Monte Carlo cluster algorithm for fluid phase transitions in highly size-asymmetrical binary mixtures

TL;DR

This paper introduces an efficient Monte Carlo cluster algorithm embedded in a restricted Gibbs ensemble to study fluid phase transitions in highly size-asymmetrical binary mixtures, enabling accurate analysis of phase behavior.

Contribution

The authors develop and detail a rejection-free geometrical cluster algorithm for simulating highly size-asymmetrical mixtures within a restricted Gibbs ensemble, improving simulation efficiency and accuracy.

Findings

Adding small particles decreases the critical temperature by ~50%.

Critical density drops by ~30% with small particle addition.
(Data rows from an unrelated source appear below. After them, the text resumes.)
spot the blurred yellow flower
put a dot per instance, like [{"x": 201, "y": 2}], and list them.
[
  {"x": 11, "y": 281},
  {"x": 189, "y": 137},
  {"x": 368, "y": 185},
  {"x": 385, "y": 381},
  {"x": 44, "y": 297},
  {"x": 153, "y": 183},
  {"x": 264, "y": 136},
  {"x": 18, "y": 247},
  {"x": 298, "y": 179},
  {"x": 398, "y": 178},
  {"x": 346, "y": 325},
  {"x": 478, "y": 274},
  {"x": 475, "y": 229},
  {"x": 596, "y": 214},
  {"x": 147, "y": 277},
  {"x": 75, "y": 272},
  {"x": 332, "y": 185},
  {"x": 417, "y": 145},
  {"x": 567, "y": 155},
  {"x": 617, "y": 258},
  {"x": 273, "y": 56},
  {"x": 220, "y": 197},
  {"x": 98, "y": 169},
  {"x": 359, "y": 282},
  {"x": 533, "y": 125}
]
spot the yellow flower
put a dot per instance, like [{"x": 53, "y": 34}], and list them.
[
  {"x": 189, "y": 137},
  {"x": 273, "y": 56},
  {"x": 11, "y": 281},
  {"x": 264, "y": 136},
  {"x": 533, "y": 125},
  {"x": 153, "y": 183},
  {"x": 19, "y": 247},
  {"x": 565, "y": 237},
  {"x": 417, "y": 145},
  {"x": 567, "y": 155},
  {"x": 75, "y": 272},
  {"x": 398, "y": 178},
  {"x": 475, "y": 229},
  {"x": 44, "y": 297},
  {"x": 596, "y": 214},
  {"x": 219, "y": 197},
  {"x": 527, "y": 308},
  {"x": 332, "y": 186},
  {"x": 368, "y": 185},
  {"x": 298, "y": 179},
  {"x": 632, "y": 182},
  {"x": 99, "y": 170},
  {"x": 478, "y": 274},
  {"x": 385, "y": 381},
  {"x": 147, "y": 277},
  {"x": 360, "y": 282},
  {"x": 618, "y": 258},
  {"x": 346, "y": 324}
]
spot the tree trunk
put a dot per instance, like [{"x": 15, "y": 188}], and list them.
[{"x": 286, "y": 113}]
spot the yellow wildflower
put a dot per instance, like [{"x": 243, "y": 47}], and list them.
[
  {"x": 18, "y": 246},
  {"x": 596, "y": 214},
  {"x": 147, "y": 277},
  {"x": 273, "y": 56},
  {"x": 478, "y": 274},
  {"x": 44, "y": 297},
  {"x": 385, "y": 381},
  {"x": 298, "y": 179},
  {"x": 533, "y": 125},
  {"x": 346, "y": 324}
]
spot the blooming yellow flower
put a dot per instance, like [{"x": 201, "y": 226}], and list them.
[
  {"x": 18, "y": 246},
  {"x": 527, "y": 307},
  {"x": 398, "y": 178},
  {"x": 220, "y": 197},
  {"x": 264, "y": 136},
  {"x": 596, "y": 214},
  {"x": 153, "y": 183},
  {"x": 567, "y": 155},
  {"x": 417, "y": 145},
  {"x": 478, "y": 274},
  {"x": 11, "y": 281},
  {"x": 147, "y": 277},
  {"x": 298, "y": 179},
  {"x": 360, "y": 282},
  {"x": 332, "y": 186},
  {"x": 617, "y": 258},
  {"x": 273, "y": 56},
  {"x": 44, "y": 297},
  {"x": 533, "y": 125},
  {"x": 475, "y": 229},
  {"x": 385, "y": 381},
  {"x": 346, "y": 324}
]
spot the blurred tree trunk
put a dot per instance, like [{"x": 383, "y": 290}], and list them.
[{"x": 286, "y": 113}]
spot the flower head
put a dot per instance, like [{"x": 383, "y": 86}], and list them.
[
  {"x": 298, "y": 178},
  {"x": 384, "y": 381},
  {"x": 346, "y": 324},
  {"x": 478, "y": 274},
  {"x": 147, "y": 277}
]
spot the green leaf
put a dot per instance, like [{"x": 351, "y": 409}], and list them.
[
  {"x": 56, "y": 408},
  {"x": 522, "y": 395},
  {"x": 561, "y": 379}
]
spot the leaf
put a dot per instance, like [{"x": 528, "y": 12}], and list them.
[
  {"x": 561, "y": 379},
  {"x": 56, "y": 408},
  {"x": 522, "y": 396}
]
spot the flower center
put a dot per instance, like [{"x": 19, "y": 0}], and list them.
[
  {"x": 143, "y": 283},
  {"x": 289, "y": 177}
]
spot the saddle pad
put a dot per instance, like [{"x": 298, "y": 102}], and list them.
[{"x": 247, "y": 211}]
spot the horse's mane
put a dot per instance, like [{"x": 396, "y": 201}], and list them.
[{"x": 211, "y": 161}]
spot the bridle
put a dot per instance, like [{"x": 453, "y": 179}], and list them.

The method reveals that small particles reduce net attraction between large particles.

Abstract

Highly size-asymmetrical fluid mixtures arise in a variety of physical contexts, notably in suspensions of colloidal particles to which much smaller particles have been added in the form of polymers or nanoparticles. Conventional schemes for simulating models of such systems are hamstrung by the difficulty of relaxing the large species in the presence of the small one. Here we describe how the rejection-free geometrical cluster algorithm (GCA) of Liu and Luijten [Phys. Rev. Lett 92, 035504 (2004)] can be embedded within a restricted Gibbs ensemble to facilitate efficient and accurate studies of fluid phase behavior of highly size-asymmetrical mixtures. After providing a detailed description of the algorithm, we summarize the bespoke analysis techniques of Ashton et al. [J. Chem. Phys. 132, 074111 (2010)] that permit accurate estimates of coexisting densities and critical-point parameters. We apply our methods to study the liquid--vapor phase diagram of a particular mixture of Lennard-Jones particles having a 10:1 size ratio. As the reservoir volume fraction of small particles is increased in the range 0--5%, the critical temperature decreases by approximately 50%, while the critical density drops by some 30%. These trends imply that in our system, adding small particles decreases the net attraction between large particles, a situation that contrasts with hard-sphere mixtures where an attractive depletion force occurs.